CONCLUSIONS: This meta-analysis showed that fibrate treatment significantly improves adipokine levels with a decrease in leptin, PAI-1, and visfatin, suggesting potential additional clinical therapeutic benefits through/of fibrate treatment on adipose tissue.
摘要:
背景:纤维蛋白广泛用于治疗血脂异常和相关的代谢异常;然而,它们对脂肪因子的影响尚不清楚。
目的:这项临床试验的荟萃分析旨在评估贝特类药物对循环脂肪因子水平的影响。
方法:仅在PubMed-Medline的搜索中纳入了研究贝特治疗对循环脂肪因子水平的影响/效果的随机对照试验,Scopus,ClinicalTrials.gov,WebofScience,和谷歌学者数据库。使用随机效应模型和通用逆方差方法进行荟萃分析。敏感性分析采用留一法进行。
结果:这项对22项临床试验的荟萃分析显示,瘦素水平显着降低(WMD:-1.58ng/mL,95%CI:-2.96,-0.20,p=0.02,I2=0%),纤溶酶原激活物抑制剂-1(PAI-1)(WMD:-13.86ng/mL,95%CI:-26.70,-1.03,p=0.03,I2=99%),和内脂素(WMD:-1.52ng/mL,95%CI:-2.49,-0.56,p=0.002,I2=0%)贝特治疗后;对脂联素无明显影响(WMD:-0.69µg/ml,95%CI:-1.40,0.02,p=0.06,I2=83%)和抵抗素(WMD:-2.27ng/mL,95%CI:-7.11,2.57,p=0.36,I2=0%)。敏感性分析仅对visfatin,虽然效应大小对瘦素的一只手臂敏感,四是脂联素,和两个用于PAI-1。

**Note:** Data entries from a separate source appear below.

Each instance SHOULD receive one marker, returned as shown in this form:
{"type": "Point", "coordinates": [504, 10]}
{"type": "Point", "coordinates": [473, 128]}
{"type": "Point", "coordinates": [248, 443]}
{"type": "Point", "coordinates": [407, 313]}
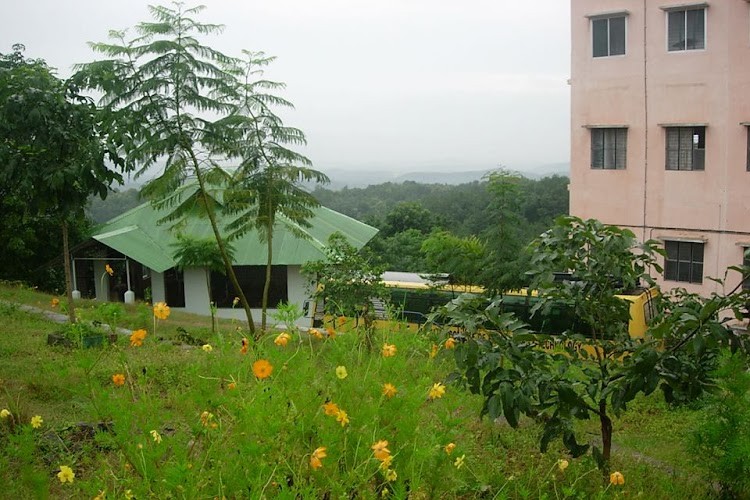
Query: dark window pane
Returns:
{"type": "Point", "coordinates": [670, 270]}
{"type": "Point", "coordinates": [697, 252]}
{"type": "Point", "coordinates": [697, 273]}
{"type": "Point", "coordinates": [601, 36]}
{"type": "Point", "coordinates": [672, 248]}
{"type": "Point", "coordinates": [684, 252]}
{"type": "Point", "coordinates": [695, 29]}
{"type": "Point", "coordinates": [676, 31]}
{"type": "Point", "coordinates": [616, 36]}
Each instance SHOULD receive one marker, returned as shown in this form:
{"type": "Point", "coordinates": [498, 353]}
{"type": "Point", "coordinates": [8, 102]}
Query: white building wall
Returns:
{"type": "Point", "coordinates": [297, 293]}
{"type": "Point", "coordinates": [101, 281]}
{"type": "Point", "coordinates": [196, 292]}
{"type": "Point", "coordinates": [157, 287]}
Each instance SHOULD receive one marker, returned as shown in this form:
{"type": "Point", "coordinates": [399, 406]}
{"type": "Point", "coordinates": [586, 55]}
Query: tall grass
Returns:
{"type": "Point", "coordinates": [195, 422]}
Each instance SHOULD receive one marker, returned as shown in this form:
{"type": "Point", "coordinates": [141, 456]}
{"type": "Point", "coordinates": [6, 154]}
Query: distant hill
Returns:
{"type": "Point", "coordinates": [359, 178]}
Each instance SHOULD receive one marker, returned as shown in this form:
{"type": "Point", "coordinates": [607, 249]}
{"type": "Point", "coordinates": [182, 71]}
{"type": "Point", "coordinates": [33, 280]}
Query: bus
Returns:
{"type": "Point", "coordinates": [413, 297]}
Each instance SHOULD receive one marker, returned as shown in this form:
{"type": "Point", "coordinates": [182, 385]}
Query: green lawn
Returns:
{"type": "Point", "coordinates": [222, 432]}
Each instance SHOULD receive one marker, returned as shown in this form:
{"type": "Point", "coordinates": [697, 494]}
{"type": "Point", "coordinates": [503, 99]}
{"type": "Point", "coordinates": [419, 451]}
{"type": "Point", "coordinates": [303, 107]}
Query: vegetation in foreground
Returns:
{"type": "Point", "coordinates": [289, 416]}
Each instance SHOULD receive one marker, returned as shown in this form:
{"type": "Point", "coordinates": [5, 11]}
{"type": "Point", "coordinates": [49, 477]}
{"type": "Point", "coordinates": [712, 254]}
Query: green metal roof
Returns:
{"type": "Point", "coordinates": [137, 235]}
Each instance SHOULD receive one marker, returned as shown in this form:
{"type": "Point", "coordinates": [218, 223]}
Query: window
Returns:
{"type": "Point", "coordinates": [684, 261]}
{"type": "Point", "coordinates": [686, 29]}
{"type": "Point", "coordinates": [686, 148]}
{"type": "Point", "coordinates": [608, 36]}
{"type": "Point", "coordinates": [609, 148]}
{"type": "Point", "coordinates": [251, 279]}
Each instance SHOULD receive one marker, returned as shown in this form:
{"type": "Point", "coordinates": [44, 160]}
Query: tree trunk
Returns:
{"type": "Point", "coordinates": [267, 285]}
{"type": "Point", "coordinates": [222, 248]}
{"type": "Point", "coordinates": [606, 428]}
{"type": "Point", "coordinates": [68, 274]}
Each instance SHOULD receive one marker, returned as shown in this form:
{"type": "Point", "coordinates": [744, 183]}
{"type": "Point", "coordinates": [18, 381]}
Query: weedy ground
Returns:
{"type": "Point", "coordinates": [191, 421]}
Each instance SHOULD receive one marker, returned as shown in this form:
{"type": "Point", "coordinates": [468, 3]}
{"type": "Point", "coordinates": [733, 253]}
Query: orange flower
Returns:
{"type": "Point", "coordinates": [437, 391]}
{"type": "Point", "coordinates": [342, 418]}
{"type": "Point", "coordinates": [389, 390]}
{"type": "Point", "coordinates": [319, 453]}
{"type": "Point", "coordinates": [380, 450]}
{"type": "Point", "coordinates": [331, 409]}
{"type": "Point", "coordinates": [136, 339]}
{"type": "Point", "coordinates": [616, 479]}
{"type": "Point", "coordinates": [389, 350]}
{"type": "Point", "coordinates": [434, 350]}
{"type": "Point", "coordinates": [262, 369]}
{"type": "Point", "coordinates": [161, 310]}
{"type": "Point", "coordinates": [282, 340]}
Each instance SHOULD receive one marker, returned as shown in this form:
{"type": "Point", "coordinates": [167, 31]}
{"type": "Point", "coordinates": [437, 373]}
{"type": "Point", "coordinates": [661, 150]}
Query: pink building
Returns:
{"type": "Point", "coordinates": [660, 128]}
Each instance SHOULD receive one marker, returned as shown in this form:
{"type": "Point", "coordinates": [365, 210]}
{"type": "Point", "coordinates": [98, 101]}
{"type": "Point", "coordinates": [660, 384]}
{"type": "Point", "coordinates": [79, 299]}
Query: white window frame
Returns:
{"type": "Point", "coordinates": [607, 16]}
{"type": "Point", "coordinates": [684, 8]}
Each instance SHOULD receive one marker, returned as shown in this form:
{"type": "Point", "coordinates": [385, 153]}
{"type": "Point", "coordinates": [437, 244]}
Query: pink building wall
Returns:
{"type": "Point", "coordinates": [644, 90]}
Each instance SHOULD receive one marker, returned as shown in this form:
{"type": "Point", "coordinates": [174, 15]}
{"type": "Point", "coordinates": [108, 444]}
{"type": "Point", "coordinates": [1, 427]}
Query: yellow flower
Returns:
{"type": "Point", "coordinates": [331, 409]}
{"type": "Point", "coordinates": [136, 339]}
{"type": "Point", "coordinates": [262, 369]}
{"type": "Point", "coordinates": [156, 436]}
{"type": "Point", "coordinates": [342, 418]}
{"type": "Point", "coordinates": [161, 310]}
{"type": "Point", "coordinates": [437, 391]}
{"type": "Point", "coordinates": [389, 390]}
{"type": "Point", "coordinates": [616, 478]}
{"type": "Point", "coordinates": [206, 418]}
{"type": "Point", "coordinates": [66, 474]}
{"type": "Point", "coordinates": [316, 456]}
{"type": "Point", "coordinates": [282, 340]}
{"type": "Point", "coordinates": [389, 350]}
{"type": "Point", "coordinates": [390, 475]}
{"type": "Point", "coordinates": [380, 450]}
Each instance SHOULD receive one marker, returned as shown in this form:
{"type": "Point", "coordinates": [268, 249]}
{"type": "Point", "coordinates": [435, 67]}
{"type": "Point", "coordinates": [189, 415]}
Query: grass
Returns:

结论:这项荟萃分析显示,贝特类药物治疗可显着改善脂肪因子水平,降低瘦素,PAI-1和visfatin,提示通过对脂肪组织进行贝特治疗的潜在额外临床治疗益处。
目的:这项临床试验的荟萃分析旨在评估贝特类药物对循环脂肪因子水平的影响。
方法:仅在PubMed-Medline的搜索中纳入了研究贝特治疗对循环脂肪因子水平的影响/效果的随机对照试验,Scopus,ClinicalTrials.gov,WebofScience,和谷歌学者数据库。使用随机效应模型和通用逆方差方法进行荟萃分析。敏感性分析采用留一法进行。

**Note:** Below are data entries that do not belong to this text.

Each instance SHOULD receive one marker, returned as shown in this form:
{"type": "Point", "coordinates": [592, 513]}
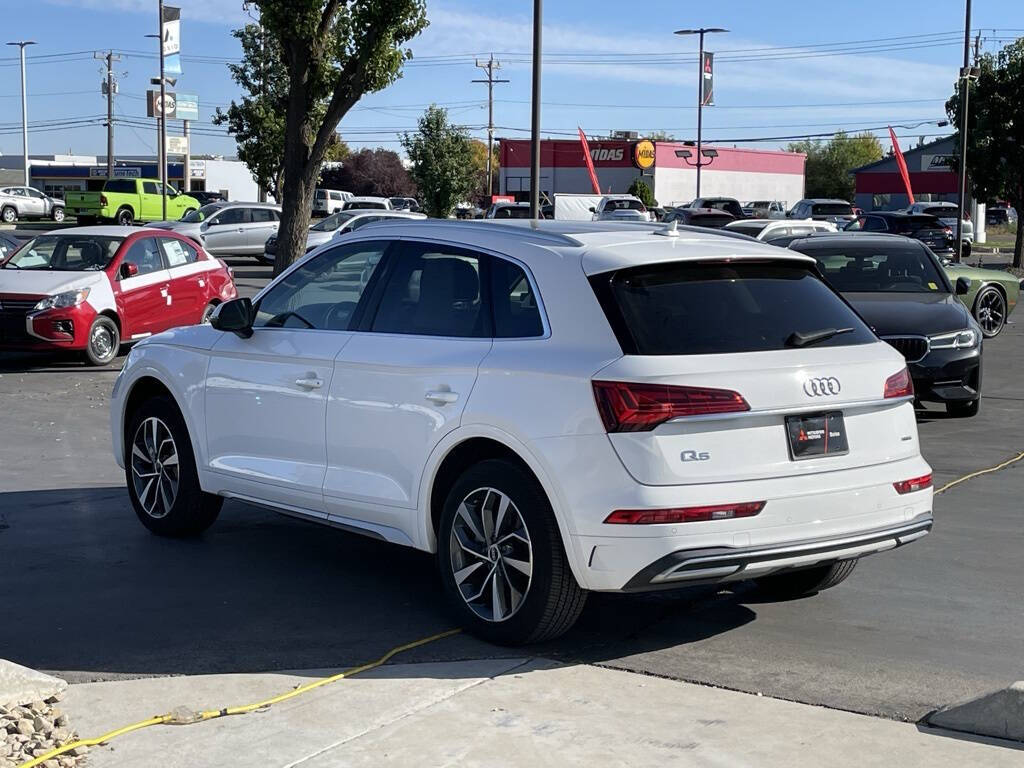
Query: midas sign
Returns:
{"type": "Point", "coordinates": [643, 155]}
{"type": "Point", "coordinates": [599, 154]}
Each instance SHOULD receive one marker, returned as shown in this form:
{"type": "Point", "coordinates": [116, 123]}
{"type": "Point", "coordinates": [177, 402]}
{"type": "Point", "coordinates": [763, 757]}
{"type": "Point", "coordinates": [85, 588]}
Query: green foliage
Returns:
{"type": "Point", "coordinates": [640, 189]}
{"type": "Point", "coordinates": [257, 122]}
{"type": "Point", "coordinates": [829, 163]}
{"type": "Point", "coordinates": [995, 131]}
{"type": "Point", "coordinates": [331, 52]}
{"type": "Point", "coordinates": [440, 154]}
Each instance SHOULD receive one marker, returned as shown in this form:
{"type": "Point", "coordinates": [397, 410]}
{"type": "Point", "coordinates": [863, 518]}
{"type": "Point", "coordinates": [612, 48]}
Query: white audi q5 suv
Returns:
{"type": "Point", "coordinates": [551, 408]}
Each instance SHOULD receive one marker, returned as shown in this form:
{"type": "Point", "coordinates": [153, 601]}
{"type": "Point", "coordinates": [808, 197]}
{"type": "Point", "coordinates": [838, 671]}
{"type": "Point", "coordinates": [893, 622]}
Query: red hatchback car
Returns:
{"type": "Point", "coordinates": [95, 288]}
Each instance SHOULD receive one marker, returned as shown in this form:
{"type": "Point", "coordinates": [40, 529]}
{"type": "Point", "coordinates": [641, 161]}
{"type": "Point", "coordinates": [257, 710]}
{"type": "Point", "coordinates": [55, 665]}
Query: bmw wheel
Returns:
{"type": "Point", "coordinates": [103, 341]}
{"type": "Point", "coordinates": [502, 560]}
{"type": "Point", "coordinates": [160, 469]}
{"type": "Point", "coordinates": [990, 310]}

结果:这项对22项临床试验的荟萃分析显示,瘦素水平显着降低(WMD:-1.58ng/mL,95%CI:-2.96,-0.20,p=0.02,I2=0%),纤溶酶原激活物抑制剂-1(PAI-1)(WMD:-13.86ng/mL,95%CI:-26.70,-1.03,p=0.03,I2=99%),和内脂素(WMD:-1.52ng/mL,95%CI:-2.49,-0.56,p=0.002,I2=0%)贝特治疗后;对脂联素无明显影响(WMD:-0.69µg/ml,95%CI:-1.40,0.02,p=0.06,I2=83%)和抵抗素(WMD:-2.27ng/mL,95%CI:-7.11,2.57,p=0.36,I2=0%)。敏感性分析仅对visfatin,虽然效应大小对瘦素的一只手臂敏感,四是脂联素,和两个用于PAI-1。
结论:这项荟萃分析显示,贝特类药物治疗可显着改善脂肪因子水平,降低瘦素,PAI-1和visfatin,提示通过对脂肪组织进行贝特治疗的潜在额外临床治疗益处。